Eksekutif dan Legislatif PB Didesak Umumkan Hasil Audit Dana Otsus

MANOKWARI- Pemerintah Provinsi Papua Barat dan DPR Papua Barat (DPR PB) diminta untuk transparan atas hasil audit dana otonomi khusus. DPR dan Pemprov diharapkan segera menyampaikan hasil audit dana Otsus kepada masyarakat.

Koordinator Wilayah Lembaga Anti Korupsi Indonesia (LAKI) Papua-Papua Barat, Ayub Faidiban mengatakan, “Audit terkait realisasi dana Otsus Tahun 2011-2012 telah dilakukan Badan Pemeriksa Keuangan (BPK-RI), masyarakat perlu tahu.

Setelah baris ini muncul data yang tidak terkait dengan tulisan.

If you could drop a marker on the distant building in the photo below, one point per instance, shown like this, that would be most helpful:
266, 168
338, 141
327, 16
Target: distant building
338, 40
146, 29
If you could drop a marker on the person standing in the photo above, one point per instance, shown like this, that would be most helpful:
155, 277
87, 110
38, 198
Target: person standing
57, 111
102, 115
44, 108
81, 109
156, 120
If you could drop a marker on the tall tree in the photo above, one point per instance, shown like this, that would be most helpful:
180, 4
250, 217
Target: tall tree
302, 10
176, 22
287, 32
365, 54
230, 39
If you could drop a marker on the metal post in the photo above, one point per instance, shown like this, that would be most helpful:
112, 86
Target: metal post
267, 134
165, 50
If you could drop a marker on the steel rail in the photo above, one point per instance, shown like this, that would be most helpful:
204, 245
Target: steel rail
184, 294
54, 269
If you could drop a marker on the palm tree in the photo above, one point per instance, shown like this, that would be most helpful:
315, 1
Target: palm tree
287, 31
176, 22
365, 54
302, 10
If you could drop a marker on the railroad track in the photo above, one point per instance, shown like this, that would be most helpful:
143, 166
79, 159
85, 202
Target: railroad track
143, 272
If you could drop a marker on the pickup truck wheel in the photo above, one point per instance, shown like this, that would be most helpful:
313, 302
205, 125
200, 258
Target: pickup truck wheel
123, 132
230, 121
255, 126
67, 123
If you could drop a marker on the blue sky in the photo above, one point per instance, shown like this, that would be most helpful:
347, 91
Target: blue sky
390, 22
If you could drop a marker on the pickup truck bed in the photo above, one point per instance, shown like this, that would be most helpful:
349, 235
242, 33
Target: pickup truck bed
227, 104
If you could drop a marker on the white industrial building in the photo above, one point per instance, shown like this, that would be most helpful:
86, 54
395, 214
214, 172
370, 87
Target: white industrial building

Untuk itu pemprov maupun DPR harus berani menyampaikan hasil audit ini kepada masyarakat.”

Atas hasil audit ini, DPR-PB dituntut untuk bersikap profesional, dengan memaksimalkan 3 fungsinya tanpa terpengaruh budaya politik selama ini yang dinilai telah menggerogoti profesionalisme kinerja anggota DPR-PB.

DPR-PB lanjut Ayub, sudah semestinya berteriak lantang menjalankan fungsi pengawasanya kepada pemerintah, bukan tutup mulut terutama terhadap hasil audit tersebut.

“Selama ini dana Otsus yang dikucurkan belum dinikmati sepenuhnya oleh masyarakat asli Papua. Dana Otsus dipolitisasi penggunaannya bukan untuk kesejahteraan masyarakat asli Papua,” kata baru-baru di Manokwari.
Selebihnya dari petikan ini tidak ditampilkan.